The Adana Cinema Museum, which reveals the history of cinema in Turkey,
contains works dating back to the 1940s, wax statues of legendary actors, colorful sections from Yeşilçam films that are still actively watched, photographs of actors, interviews and awards and the Cinema Library.

The ground floor of the museum is reserved for the movie posters. At least one name in each poster (director, actor, scriptwriter etc.) belongs to a citizen of Adana.

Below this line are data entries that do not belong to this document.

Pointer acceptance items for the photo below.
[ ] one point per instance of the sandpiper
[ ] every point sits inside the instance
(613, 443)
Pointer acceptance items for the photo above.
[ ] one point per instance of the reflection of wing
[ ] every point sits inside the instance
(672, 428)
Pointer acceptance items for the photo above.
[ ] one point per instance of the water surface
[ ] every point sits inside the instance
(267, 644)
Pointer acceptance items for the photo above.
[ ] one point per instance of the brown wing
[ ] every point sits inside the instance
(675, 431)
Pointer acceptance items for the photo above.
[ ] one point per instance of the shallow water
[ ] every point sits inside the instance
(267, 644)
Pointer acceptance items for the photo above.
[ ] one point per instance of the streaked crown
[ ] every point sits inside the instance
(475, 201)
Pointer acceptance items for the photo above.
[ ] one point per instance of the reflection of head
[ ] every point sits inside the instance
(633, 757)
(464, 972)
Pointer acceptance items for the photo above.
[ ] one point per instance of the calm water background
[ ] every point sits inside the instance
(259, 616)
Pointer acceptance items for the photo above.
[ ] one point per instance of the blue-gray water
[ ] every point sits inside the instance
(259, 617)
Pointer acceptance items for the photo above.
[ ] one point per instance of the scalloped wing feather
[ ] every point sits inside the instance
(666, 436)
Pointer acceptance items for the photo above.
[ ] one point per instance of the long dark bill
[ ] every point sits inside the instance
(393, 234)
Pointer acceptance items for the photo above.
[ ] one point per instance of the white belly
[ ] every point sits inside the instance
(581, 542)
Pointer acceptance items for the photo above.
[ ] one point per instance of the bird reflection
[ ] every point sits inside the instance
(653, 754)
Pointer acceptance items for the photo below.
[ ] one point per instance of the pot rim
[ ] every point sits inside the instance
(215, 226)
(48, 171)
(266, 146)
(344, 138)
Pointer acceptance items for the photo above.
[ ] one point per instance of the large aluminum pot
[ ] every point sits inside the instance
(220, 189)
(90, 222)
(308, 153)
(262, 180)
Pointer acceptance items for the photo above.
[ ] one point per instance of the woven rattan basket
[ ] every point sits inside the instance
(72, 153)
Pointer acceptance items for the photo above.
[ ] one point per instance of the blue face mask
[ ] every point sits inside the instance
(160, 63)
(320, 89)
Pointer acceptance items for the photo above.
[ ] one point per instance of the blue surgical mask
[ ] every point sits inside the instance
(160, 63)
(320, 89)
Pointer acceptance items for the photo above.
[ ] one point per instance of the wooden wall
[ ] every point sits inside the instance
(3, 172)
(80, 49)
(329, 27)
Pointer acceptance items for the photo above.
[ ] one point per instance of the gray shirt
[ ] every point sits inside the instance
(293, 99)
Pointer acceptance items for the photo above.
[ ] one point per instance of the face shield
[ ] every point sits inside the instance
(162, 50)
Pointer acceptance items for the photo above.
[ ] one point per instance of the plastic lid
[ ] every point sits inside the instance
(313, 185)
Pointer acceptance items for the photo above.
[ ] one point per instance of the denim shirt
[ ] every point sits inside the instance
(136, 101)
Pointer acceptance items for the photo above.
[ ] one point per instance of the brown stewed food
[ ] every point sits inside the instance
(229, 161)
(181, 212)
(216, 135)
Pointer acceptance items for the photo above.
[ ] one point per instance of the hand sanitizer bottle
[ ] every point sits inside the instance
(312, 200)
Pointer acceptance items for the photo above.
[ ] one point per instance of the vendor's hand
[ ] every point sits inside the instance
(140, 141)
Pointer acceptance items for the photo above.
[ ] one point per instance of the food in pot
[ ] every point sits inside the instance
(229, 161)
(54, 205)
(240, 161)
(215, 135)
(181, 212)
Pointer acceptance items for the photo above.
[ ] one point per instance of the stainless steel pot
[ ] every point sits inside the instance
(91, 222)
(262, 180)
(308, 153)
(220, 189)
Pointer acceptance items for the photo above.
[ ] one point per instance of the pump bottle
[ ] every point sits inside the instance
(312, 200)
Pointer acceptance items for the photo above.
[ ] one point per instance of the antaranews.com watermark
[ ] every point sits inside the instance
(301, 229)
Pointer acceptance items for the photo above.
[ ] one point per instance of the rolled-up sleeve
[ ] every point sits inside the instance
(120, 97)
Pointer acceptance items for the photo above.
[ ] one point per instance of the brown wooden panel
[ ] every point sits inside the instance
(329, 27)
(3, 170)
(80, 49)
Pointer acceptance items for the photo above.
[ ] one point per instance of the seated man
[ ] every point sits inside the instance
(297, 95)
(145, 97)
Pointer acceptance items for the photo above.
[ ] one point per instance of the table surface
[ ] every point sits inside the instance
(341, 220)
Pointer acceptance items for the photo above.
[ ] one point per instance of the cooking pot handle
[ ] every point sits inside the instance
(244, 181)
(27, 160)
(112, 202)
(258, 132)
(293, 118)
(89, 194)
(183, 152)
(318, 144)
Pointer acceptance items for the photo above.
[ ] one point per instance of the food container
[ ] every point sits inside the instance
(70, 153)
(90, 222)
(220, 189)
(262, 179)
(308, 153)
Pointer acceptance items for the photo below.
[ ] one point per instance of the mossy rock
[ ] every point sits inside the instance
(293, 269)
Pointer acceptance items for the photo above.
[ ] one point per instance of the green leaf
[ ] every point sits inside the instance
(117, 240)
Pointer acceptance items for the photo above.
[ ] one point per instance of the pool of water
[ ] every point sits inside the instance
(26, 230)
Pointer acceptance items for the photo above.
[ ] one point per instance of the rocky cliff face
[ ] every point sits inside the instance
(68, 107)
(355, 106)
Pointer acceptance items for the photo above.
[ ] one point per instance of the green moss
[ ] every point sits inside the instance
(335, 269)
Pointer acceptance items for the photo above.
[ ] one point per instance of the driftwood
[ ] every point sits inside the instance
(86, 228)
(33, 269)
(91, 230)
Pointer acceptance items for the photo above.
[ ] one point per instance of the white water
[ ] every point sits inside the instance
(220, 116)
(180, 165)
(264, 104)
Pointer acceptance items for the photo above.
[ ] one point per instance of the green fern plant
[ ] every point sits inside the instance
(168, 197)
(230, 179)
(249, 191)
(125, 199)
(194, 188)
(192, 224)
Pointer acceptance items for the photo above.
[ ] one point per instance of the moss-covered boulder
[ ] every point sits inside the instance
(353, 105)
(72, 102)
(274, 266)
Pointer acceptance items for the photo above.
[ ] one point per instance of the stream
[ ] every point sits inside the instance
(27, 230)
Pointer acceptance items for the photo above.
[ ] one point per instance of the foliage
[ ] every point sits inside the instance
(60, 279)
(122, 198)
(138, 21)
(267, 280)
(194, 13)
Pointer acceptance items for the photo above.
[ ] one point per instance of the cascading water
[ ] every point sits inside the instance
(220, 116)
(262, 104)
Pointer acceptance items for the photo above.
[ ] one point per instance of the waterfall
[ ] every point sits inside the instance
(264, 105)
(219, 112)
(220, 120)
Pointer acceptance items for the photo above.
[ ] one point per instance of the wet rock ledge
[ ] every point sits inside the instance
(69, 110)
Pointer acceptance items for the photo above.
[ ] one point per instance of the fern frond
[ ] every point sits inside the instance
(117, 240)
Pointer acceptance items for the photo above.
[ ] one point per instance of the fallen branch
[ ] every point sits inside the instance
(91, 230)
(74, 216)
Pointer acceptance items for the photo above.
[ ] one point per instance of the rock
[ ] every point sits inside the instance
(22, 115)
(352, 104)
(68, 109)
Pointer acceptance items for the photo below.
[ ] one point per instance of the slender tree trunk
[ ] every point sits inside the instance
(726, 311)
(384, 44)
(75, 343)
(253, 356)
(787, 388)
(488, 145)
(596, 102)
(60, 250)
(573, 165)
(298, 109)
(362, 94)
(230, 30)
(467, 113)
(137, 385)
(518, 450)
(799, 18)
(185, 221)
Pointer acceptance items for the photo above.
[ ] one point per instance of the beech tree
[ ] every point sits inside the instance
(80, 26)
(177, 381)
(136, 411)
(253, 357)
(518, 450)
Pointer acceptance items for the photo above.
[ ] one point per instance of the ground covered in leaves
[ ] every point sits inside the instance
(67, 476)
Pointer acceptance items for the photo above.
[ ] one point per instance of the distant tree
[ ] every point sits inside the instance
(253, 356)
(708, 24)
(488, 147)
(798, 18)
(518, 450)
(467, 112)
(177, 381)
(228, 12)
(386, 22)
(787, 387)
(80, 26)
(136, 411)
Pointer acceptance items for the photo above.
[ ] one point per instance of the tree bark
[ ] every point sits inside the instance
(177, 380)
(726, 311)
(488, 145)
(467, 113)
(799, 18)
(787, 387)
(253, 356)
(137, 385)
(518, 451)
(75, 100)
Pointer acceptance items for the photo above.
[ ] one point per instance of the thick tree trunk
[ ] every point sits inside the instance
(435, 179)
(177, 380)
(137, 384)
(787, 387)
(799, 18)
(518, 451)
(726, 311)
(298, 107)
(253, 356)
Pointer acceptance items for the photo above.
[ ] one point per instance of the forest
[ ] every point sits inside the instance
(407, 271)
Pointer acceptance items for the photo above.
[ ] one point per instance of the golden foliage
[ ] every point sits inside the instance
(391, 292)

In the first floor, there is a room exhibiting the photos, movie posters and belongings of the renowned Turkish actor Yılmaz Güney (1937–1984). There are life-size figures of Yılmaz Güney, painter Abidin Dino (1913–1993) and author Orhan Kemal (1914–1970). Photos and artifacts on display of other well-known people from Adana associated with cinema are writer Yaşar Kemal (1923–2015), actor Şener Şen (born 1941) and his father actor Ali Şen (1918–1989), Şahin Kaygun, Muzaffer İzgü (1933–2017), Ali Özgentürk (born 1947), Orhan Duru, İrfan Atasoy, Yılmaz Köksal (1951–2016), Aytaç Arman (1949–2019), Bilal İnci, Meral Zeren (born 1956), Menderes Samancılar (born 1954), Nurhan Tekerek and Mahmut Hekimoğlu (1955–2016). The wax statues in the museum were made by Jale Kuşan and Tülay Aktaş.

There is also a library in the museum. It contains 3,500 books, the oldest of which dates back to 1891, donated by film historian Alberto Modiano (born 1960).